She determined to lose herself in David, to live and think and feel for him alone.

CHAPTER XXXVII

In the forests of the Mambava, in groves of banana trees, the peaked, thatched roofs of Muene-Motapa's stronghold rose in concentric circles round the royal houses.

Here, all day long, one heard the bleating of goats and fat-tailed sheep, the coo and whirr of pigeons, the thump of wooden mortars in which the women, their nude bodies covered with intricate designs of scars, were grinding millet. At times these noises were pierced by the clatter of little hammers, with which the smiths were beating into spear blades the lumps of iron smelted in rude furnaces from ferriferous quartz. It was an hereditary art. Who had taught it to them? Perhaps the hook-nosed voyagers from the Phoenician coast, who had bequeathed to them also a nebulous religious awe of fire, of the sun, and also of the moon, personified in legend by a pale, ardent, supernatural woman of surpassing beauty.

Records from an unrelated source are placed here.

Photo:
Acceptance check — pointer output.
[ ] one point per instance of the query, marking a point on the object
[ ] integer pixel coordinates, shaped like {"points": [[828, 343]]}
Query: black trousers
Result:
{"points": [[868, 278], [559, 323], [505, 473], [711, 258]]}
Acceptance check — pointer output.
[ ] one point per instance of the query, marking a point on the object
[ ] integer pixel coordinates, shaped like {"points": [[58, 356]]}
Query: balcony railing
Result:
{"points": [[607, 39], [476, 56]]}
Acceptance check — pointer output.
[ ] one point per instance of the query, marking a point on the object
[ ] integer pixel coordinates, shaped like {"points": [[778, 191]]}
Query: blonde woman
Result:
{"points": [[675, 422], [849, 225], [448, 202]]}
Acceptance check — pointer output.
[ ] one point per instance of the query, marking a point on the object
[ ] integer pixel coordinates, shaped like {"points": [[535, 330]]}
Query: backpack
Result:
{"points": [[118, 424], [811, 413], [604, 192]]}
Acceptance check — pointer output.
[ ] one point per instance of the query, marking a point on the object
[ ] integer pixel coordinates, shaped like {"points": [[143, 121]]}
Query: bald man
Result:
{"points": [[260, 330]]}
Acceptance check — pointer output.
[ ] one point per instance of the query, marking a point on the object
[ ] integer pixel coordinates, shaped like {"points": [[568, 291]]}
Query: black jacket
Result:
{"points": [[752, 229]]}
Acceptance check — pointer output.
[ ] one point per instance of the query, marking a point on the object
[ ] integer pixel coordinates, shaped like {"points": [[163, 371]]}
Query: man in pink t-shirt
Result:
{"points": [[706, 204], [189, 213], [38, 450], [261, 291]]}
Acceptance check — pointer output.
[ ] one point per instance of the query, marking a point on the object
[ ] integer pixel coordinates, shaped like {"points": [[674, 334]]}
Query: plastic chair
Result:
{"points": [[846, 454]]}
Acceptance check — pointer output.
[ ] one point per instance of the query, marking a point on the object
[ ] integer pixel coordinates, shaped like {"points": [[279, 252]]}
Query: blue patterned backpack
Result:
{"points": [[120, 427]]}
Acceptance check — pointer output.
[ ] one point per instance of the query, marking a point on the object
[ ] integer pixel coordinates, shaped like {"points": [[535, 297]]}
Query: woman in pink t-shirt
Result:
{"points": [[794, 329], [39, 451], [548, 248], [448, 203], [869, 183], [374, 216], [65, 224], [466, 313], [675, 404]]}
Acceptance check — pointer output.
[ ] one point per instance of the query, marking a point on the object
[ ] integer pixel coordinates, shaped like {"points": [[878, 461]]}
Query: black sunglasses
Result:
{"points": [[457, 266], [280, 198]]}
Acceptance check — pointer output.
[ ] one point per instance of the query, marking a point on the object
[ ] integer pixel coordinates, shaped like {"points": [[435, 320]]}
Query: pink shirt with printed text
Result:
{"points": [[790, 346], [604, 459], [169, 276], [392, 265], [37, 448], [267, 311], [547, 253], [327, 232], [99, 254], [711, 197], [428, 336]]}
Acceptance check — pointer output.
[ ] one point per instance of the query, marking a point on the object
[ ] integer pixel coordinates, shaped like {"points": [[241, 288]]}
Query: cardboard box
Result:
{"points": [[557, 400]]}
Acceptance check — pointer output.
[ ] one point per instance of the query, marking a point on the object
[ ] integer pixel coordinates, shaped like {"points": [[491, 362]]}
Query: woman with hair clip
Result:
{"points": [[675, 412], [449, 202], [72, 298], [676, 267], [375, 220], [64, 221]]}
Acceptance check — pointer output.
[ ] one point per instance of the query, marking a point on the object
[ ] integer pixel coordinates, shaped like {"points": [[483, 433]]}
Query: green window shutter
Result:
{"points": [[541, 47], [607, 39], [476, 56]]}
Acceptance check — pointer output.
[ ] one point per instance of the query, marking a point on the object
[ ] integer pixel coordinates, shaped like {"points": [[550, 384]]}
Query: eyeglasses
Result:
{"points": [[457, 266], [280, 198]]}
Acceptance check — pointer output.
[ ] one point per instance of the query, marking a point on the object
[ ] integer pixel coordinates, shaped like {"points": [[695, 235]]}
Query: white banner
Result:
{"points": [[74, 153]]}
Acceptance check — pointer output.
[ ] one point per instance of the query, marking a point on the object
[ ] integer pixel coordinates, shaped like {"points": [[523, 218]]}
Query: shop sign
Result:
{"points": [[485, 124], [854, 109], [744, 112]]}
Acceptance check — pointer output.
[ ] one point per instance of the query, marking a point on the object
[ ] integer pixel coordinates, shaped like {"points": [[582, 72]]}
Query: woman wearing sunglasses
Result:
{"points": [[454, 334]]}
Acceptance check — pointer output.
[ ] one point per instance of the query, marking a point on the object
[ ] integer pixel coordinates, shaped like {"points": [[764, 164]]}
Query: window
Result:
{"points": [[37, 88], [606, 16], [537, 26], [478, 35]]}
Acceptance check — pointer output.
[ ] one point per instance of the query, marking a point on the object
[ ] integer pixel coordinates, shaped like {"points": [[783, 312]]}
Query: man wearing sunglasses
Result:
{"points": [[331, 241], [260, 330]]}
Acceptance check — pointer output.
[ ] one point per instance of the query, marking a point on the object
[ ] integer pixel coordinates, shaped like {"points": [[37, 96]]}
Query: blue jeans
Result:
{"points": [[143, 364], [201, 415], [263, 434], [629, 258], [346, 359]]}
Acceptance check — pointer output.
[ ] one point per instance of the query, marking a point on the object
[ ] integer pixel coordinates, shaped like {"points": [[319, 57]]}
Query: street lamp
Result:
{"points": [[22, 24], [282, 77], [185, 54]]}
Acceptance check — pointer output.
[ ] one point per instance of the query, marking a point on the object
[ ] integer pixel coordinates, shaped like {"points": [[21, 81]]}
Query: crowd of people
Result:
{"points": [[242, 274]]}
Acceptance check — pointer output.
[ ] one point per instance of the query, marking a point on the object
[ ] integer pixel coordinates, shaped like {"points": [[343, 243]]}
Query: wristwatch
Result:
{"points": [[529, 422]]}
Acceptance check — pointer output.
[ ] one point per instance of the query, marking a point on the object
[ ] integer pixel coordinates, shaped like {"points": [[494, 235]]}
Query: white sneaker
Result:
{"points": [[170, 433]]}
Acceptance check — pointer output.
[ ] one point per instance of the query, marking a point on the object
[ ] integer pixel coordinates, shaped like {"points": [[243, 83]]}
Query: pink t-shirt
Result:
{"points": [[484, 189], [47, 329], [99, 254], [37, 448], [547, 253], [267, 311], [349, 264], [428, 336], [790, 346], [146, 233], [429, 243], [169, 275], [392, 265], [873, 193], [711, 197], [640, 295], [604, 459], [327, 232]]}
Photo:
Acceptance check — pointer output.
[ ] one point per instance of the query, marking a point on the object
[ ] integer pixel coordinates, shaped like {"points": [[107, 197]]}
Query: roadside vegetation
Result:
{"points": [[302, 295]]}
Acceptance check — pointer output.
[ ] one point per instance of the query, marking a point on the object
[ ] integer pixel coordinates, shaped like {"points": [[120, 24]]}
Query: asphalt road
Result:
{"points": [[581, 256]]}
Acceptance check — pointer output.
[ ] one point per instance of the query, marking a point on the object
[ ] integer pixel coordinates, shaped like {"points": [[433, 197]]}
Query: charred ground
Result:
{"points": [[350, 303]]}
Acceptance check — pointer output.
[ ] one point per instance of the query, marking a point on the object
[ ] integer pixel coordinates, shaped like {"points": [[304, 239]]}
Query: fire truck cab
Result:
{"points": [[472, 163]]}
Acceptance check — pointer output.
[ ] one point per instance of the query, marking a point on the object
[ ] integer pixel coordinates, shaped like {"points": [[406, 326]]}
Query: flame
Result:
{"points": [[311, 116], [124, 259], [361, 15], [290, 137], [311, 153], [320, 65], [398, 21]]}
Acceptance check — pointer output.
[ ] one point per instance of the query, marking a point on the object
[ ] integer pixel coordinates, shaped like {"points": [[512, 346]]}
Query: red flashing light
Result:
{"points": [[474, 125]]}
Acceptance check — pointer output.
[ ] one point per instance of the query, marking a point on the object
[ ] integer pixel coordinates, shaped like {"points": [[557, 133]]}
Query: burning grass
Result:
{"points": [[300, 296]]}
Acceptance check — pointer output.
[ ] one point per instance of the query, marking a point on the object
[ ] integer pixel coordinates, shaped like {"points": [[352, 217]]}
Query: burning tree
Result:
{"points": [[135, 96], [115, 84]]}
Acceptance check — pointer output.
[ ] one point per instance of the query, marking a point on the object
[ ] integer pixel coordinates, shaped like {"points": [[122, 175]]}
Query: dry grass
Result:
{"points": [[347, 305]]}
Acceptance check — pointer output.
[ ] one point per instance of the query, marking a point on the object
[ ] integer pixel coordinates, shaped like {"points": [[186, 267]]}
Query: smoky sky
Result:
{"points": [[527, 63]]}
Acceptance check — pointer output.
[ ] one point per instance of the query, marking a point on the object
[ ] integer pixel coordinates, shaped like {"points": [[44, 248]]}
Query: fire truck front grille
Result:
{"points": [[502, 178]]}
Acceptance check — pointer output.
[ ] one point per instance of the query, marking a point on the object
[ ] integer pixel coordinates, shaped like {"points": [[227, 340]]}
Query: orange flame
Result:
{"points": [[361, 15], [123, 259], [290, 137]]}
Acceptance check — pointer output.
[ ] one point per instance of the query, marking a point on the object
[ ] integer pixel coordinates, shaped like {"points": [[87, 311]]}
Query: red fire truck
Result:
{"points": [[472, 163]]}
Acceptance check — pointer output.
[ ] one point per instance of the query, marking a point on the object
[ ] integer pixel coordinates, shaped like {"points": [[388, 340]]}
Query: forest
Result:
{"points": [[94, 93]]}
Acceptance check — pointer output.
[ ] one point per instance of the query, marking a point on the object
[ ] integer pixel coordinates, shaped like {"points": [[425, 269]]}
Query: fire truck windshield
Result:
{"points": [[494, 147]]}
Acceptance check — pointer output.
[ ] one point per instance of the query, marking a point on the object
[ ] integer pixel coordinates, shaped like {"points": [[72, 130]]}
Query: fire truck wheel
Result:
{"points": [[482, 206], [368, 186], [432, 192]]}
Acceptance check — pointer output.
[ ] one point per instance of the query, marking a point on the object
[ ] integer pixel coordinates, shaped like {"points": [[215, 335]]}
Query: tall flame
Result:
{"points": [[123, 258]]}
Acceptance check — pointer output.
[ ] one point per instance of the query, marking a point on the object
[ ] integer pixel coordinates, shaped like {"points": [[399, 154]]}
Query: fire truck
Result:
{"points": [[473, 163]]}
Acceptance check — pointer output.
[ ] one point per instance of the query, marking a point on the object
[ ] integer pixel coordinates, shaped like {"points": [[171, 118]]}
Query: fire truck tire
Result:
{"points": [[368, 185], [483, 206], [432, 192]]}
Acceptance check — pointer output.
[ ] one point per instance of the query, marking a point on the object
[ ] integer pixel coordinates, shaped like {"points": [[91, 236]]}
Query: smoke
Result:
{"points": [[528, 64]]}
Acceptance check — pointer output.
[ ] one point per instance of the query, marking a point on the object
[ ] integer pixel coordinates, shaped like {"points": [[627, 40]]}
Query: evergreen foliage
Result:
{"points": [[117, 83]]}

In their low verandas the warriors reclined at full length, their bangles of copper jingling as they reached out their hands toward the calabashes full of palm wine, or the smoking gourds charged with hemp. At the gate of the king's stockade the guards sat with their stabbing spears across their knees, surrounded by wolflike dogs and naked children with distended abdomens.

It was in the royal enclosure that Lawrence Teck had endured his captivity.

Beside him, waking and sleeping, there remained two guards, so that in Muene-Motapa's capital there was a lucid riddle, "What is it that casts three shadows?" Those two prehistoric warriors were aware of an incomprehensible great value locked up in the captive's mind; yet at his first false movement they would have slaughtered him, destroying cheerfully, like many others before them, what they could never hope to understand. However, they were kind to him, holding palm leaves over his head when he crossed the courtyards in the blaze of the sun, cooling his wrists when he fell ill with fever, and at night, if they spoke to each other across his body, keeping their voices low so as not to break his sleep. King Muene-Motapa had said to them long ago:

"If he escapes, you shall be beaten to death with sticks; but if he tells me that you have not treated him respectfully, soldier ants shall eat you alive."

For despite his chains, Lawrence Teck was the chosen friend of the king.